Two safety facts are non-negotiable:
- Boiling water does not remove lead. The EPA and CDC both state this plainly. Lead is not volatile — it does not boil off. (Because boiling evaporates water while the lead stays behind, it can slightly raise the concentration; the “does not remove” point is the one the agencies state verbatim, and it’s the one that matters.)
- Use only cold water for drinking, cooking, and making baby formula. Warm and hot water dissolve lead from plumbing more readily. And because water that has been sitting in the pipes accumulates more lead, flush the line before use — run the tap, or draw water after a shower or a load of laundry — when the water has been stagnant for several hours.
For families preparing infant formula in a home with a known or suspected lead service line, the assembled CDC/EPA guidance is: use only cold water, run it through a filter certified for lead reduction or use bottled water certified by an independent testing organization, and flush the tap before drawing water. Given that formula-fed infants can get 40 to 60 percent of their lead exposure from water, this is the population where the precautions matter most.
A practical checklist
- Find your service line’s status — check your utility’s published inventory first, then do the scratch-and-magnet test on the pipe entering your home.
- If you have or suspect a lead line, use a certified point-of-use filter — specifically NSF/ANSI 53 or 58 certified for lead reduction, from an accredited certifier. Don’t assume a filter reduces lead without that claim.
- Always use cold water for drinking, cooking, and formula, and flush after the water has been sitting.
- Never rely on boiling — it does not remove lead.

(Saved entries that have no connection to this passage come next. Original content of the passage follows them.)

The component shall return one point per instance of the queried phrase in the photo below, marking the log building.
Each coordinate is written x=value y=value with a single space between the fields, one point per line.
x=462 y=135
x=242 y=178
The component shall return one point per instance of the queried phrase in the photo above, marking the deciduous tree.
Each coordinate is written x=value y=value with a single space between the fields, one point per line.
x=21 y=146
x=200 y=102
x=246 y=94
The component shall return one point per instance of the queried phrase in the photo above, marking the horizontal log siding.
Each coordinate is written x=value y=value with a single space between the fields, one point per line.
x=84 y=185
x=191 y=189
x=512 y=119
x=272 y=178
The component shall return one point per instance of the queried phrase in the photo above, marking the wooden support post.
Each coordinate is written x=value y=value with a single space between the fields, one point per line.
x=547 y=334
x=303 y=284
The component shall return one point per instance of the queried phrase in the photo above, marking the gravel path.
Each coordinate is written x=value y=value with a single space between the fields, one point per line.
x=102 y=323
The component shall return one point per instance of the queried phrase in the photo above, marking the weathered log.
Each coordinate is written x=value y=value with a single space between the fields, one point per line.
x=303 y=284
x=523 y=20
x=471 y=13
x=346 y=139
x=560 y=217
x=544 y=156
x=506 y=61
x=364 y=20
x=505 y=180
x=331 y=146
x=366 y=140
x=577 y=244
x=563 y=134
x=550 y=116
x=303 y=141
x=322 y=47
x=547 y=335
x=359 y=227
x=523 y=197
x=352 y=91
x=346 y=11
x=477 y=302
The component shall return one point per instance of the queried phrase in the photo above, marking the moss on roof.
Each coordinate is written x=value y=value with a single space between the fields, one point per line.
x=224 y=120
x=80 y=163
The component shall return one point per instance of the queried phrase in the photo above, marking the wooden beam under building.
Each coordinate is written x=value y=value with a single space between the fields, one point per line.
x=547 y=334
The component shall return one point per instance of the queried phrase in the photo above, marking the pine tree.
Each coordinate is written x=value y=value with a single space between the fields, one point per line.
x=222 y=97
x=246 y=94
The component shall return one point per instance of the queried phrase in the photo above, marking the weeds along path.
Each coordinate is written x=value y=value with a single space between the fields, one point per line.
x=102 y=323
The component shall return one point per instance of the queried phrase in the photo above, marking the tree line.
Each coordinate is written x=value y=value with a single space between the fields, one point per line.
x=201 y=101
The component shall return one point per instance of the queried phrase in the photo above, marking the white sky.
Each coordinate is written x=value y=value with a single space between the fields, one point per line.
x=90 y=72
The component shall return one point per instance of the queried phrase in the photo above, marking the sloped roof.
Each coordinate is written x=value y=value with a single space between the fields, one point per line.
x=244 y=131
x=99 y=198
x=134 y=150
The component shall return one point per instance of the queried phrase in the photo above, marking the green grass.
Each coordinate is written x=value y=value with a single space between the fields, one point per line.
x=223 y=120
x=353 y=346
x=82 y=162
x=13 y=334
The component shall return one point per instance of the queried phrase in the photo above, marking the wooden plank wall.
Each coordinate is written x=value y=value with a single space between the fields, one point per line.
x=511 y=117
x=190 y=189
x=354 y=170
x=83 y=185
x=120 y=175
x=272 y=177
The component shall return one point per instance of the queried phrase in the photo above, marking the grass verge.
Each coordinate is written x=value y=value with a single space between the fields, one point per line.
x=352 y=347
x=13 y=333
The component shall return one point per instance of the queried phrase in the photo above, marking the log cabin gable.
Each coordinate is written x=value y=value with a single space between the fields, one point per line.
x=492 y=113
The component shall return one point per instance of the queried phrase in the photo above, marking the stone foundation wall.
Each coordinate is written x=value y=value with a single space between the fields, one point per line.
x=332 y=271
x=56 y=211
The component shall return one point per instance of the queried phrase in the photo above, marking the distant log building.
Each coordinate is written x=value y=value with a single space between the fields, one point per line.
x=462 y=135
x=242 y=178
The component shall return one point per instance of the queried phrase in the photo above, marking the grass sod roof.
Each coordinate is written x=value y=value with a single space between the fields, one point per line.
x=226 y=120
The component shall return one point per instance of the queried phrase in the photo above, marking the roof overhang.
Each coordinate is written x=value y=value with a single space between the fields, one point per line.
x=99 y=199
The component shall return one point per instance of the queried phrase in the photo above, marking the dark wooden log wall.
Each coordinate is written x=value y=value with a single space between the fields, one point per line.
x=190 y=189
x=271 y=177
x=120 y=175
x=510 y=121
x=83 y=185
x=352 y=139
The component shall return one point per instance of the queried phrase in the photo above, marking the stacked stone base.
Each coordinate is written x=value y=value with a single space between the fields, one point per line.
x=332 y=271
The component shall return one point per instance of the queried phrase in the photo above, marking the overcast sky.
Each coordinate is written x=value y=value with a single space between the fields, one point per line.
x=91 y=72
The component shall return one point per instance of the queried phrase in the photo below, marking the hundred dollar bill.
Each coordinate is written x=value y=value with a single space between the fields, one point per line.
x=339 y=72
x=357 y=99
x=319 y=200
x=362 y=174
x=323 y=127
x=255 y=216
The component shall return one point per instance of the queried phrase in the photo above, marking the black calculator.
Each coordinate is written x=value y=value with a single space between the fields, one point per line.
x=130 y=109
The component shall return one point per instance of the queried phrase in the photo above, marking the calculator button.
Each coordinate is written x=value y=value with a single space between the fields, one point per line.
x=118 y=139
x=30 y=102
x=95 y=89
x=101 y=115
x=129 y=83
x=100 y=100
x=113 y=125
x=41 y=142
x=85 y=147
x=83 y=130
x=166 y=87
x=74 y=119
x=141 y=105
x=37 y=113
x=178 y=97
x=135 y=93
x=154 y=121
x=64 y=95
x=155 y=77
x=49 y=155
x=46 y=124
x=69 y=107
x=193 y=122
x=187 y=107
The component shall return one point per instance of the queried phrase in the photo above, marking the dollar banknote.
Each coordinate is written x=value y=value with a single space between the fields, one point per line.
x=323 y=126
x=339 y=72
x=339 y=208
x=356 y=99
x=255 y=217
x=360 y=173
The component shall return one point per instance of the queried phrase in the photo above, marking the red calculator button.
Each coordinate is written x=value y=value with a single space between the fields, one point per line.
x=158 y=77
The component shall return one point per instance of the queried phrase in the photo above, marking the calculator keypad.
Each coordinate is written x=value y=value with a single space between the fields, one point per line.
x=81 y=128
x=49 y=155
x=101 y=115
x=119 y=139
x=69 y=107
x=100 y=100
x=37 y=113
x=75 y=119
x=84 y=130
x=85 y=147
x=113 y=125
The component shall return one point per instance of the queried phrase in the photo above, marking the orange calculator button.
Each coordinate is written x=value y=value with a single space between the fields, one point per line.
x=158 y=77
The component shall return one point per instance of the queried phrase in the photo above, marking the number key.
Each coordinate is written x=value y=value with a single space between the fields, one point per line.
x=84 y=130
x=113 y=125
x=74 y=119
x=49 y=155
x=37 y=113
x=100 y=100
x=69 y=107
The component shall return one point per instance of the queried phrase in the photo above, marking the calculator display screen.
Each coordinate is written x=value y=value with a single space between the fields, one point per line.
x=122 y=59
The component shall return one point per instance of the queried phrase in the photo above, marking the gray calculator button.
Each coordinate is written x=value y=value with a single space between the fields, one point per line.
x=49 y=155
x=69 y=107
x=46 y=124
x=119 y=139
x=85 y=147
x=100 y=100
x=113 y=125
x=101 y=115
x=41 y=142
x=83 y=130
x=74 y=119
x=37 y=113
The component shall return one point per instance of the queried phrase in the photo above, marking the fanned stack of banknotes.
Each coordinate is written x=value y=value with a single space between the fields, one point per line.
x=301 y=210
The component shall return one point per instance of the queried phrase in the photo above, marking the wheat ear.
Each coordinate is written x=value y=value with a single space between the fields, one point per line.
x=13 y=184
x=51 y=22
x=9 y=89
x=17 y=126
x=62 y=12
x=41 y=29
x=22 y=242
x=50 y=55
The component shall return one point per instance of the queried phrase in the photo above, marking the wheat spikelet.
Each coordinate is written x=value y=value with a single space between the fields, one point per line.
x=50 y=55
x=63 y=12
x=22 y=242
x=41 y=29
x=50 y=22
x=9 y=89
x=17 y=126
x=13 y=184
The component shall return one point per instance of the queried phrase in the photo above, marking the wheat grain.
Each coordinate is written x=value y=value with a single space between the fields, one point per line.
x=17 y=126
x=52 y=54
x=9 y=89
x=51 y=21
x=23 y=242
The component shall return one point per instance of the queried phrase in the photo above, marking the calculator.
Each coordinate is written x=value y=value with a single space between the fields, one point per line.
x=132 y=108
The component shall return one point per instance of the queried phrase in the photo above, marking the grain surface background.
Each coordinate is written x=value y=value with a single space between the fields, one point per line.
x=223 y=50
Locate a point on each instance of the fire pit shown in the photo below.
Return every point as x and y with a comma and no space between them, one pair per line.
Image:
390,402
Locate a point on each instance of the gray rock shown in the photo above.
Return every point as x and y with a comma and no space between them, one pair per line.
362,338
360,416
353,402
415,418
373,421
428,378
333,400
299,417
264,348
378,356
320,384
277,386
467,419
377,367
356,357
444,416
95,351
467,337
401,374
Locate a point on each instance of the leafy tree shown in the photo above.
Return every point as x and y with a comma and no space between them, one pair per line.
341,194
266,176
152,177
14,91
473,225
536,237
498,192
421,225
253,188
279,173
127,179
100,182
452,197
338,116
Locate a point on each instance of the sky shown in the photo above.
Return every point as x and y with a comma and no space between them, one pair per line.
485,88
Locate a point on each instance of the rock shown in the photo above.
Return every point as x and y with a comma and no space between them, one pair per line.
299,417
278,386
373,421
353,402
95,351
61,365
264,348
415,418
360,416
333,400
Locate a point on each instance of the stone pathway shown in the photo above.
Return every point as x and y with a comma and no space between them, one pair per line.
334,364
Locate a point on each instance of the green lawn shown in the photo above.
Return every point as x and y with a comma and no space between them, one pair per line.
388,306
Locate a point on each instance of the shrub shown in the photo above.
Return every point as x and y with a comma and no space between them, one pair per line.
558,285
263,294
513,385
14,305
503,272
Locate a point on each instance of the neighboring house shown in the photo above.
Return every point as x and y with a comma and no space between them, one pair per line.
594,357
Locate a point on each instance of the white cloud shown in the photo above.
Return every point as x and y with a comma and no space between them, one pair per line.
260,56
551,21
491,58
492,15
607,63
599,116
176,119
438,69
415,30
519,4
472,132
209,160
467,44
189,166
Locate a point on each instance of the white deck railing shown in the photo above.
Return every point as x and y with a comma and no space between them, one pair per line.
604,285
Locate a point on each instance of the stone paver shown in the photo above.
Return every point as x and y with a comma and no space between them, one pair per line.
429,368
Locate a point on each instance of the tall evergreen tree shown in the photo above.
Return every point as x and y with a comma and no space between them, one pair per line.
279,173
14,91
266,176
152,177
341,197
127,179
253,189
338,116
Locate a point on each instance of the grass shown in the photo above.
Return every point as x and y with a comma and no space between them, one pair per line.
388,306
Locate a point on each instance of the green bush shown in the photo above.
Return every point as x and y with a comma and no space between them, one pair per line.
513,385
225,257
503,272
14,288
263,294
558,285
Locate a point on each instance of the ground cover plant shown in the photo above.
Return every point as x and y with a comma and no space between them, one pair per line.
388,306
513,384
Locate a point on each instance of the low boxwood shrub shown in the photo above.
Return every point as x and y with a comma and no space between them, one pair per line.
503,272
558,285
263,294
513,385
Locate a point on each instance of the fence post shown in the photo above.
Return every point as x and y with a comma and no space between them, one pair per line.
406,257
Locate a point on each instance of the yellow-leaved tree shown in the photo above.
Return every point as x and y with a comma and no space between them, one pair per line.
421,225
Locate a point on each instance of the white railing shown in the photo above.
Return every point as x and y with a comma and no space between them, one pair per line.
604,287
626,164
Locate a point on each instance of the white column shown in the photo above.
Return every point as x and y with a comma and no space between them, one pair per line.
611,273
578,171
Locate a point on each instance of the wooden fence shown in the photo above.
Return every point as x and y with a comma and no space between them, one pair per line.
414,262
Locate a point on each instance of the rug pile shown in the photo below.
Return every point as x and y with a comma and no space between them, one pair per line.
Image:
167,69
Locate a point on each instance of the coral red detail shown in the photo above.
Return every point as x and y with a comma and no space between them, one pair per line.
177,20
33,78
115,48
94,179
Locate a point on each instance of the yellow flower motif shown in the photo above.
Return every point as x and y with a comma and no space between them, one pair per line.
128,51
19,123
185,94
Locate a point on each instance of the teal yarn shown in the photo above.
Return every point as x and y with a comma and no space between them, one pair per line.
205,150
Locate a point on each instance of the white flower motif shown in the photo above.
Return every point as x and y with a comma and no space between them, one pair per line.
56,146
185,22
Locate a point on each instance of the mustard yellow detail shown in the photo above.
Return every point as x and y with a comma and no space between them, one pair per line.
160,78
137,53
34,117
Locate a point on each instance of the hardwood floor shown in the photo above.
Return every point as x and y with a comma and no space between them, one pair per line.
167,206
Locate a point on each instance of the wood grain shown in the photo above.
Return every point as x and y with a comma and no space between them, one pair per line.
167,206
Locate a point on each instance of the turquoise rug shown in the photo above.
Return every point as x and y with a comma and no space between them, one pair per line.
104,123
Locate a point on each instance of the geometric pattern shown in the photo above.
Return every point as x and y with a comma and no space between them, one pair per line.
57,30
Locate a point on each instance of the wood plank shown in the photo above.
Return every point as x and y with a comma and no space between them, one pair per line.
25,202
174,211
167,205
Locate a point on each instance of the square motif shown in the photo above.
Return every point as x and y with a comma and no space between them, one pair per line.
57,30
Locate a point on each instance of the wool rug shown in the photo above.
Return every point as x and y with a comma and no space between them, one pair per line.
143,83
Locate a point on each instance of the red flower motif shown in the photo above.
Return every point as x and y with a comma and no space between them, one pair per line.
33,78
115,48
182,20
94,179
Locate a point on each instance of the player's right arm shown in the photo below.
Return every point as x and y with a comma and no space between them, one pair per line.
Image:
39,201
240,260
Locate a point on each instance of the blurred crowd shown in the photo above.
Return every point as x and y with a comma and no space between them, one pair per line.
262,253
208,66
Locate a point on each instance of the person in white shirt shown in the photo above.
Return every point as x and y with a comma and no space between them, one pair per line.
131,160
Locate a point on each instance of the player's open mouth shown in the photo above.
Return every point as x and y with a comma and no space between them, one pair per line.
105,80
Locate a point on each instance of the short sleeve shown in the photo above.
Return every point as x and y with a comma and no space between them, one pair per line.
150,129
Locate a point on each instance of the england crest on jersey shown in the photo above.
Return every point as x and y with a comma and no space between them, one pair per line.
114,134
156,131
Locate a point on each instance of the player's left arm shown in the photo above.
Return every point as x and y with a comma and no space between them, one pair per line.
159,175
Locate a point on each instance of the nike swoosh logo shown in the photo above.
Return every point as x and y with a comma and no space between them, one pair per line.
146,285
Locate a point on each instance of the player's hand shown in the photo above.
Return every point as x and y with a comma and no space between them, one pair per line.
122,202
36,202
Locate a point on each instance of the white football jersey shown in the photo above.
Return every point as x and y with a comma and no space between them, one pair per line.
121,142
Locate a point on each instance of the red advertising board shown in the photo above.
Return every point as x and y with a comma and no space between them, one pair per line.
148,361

- Watch your utility’s replacement plan. Under the LCRI, systems are moving toward replacing lead lines by around 2037, and many offer to replace the private-side portion at reduced or no cost. Newark replaced more than 23,000 lead service lines, most between 2019 and 2021 at no cost to residents, showing the timeline can move faster than the federal minimum when a city commits to it.
The summary that should drive decisions: lead in tap water is a solved problem at the level of knowing what to do — identify whether you have a lead line, filter with a certified point-of-use device if you do, use cold water and flush, and don’t wait on boiling to do something it can’t. The federal rule is, for once, moving in the protective direction; the at-home steps are what you control in the meantime.